Mar 25, 2021 - Sale 2562

Sale 2562 - Lot 282

Price Realized: $ 5,750
?Final Price Realized includes Buyer’s Premium added to Hammer Price
Estimate: $ 1,500 - $ 2,500
(MILITARY--CIVIL WAR.) Tintype portrait of a servant named Gabriel with a Rhode Island artillery battery. Sixteenth-plate tintype photograph, 1 3/4 x 1 1/2 inches, light creasing; in period metal mat, mounted in slightly larger period case, 3 x 2 1/2 inches. [Brandy Station, VA?], 10 April 1864

Additional Details

The tintype has a period paper note affixed on verso (photograph provided) reading "Gabriel, a servant of Lieut. Corthell, Battery G, 1st R.I. Lt. Artil'y. Gabe's characteristic: happy as a clam. Apr. 10 1864."

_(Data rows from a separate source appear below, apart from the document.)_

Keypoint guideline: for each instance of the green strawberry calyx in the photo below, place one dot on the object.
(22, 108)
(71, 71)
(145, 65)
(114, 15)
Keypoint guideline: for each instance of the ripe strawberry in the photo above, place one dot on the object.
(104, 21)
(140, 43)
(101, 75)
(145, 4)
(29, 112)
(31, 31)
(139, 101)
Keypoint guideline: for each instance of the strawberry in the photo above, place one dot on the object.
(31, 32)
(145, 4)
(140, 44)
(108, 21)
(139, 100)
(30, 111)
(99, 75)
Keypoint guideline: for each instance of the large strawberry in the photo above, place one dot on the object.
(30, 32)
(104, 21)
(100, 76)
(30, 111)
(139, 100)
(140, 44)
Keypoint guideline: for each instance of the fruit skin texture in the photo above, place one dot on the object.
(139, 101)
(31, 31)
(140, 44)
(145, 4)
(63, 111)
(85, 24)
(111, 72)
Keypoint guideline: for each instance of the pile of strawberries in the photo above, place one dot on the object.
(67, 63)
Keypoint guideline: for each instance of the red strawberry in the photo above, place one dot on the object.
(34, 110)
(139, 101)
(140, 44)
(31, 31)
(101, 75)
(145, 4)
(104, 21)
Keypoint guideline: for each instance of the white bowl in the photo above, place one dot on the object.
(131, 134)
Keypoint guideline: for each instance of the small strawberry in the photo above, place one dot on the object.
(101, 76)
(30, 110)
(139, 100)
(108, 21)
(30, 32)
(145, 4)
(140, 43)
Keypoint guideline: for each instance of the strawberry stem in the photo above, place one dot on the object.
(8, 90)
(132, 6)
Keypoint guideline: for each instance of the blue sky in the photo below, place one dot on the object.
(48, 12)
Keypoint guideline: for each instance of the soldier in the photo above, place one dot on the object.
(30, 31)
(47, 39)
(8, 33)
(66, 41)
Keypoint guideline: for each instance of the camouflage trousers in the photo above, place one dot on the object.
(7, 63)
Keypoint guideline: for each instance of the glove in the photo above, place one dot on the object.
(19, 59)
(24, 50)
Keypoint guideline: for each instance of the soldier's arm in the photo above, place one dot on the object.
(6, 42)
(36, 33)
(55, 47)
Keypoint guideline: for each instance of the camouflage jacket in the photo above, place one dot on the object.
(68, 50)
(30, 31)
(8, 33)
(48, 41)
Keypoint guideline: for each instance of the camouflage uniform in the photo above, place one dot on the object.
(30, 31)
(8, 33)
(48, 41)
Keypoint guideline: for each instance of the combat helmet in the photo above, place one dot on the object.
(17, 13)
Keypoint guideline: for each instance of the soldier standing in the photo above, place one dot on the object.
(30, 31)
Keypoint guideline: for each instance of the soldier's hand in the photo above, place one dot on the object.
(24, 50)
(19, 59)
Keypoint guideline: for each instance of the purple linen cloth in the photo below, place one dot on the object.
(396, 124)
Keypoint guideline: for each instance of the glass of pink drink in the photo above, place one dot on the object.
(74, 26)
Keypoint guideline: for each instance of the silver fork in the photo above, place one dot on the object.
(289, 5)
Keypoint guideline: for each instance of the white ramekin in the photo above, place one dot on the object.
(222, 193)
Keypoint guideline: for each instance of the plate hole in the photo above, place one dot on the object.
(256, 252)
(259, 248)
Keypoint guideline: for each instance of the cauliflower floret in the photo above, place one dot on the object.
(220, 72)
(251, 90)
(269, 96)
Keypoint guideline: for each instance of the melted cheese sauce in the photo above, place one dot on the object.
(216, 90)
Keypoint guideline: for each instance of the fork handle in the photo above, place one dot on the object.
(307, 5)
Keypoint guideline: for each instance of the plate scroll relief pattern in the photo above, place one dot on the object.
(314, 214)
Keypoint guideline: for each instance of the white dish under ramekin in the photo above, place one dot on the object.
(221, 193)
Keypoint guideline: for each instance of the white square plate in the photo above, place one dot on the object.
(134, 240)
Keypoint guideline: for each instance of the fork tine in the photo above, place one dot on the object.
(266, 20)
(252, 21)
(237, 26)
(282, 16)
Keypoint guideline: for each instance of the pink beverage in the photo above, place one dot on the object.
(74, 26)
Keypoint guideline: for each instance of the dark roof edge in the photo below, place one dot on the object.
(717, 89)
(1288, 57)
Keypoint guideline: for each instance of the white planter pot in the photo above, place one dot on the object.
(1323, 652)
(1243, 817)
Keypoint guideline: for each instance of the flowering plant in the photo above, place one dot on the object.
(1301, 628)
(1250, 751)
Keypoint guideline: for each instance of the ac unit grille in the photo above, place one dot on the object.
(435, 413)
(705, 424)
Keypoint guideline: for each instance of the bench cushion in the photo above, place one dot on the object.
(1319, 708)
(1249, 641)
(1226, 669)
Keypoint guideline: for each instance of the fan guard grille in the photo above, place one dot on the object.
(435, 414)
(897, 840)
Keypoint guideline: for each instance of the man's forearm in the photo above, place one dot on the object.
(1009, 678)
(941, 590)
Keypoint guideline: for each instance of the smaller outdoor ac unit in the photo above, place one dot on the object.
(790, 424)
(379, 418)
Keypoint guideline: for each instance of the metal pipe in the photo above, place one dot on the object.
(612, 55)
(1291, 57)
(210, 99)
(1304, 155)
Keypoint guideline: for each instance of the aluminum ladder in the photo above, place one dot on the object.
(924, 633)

Elmer Lawrence Corthell (1840-1916), who employed Gabriel, had been a student at Brown University when the war broke out, enlisted as a private in the 1st Rhode Island Light Artillery, and then joined the officer ranks with the new Battery H in October 1862. As an officer with Battery H, he was mainly in and near Washington, seeing little combat. After his transfer to Battery G in early November 1863, he soon saw action at the Battle of Rappahannock Station, and then wintered at the major Union supply depot at Brandy Station in northern Virginia, where he remained through May. Gabriel quite possibly joined him that winter at Brandy Station, which was an active destination for "contraband" refugees from slavery.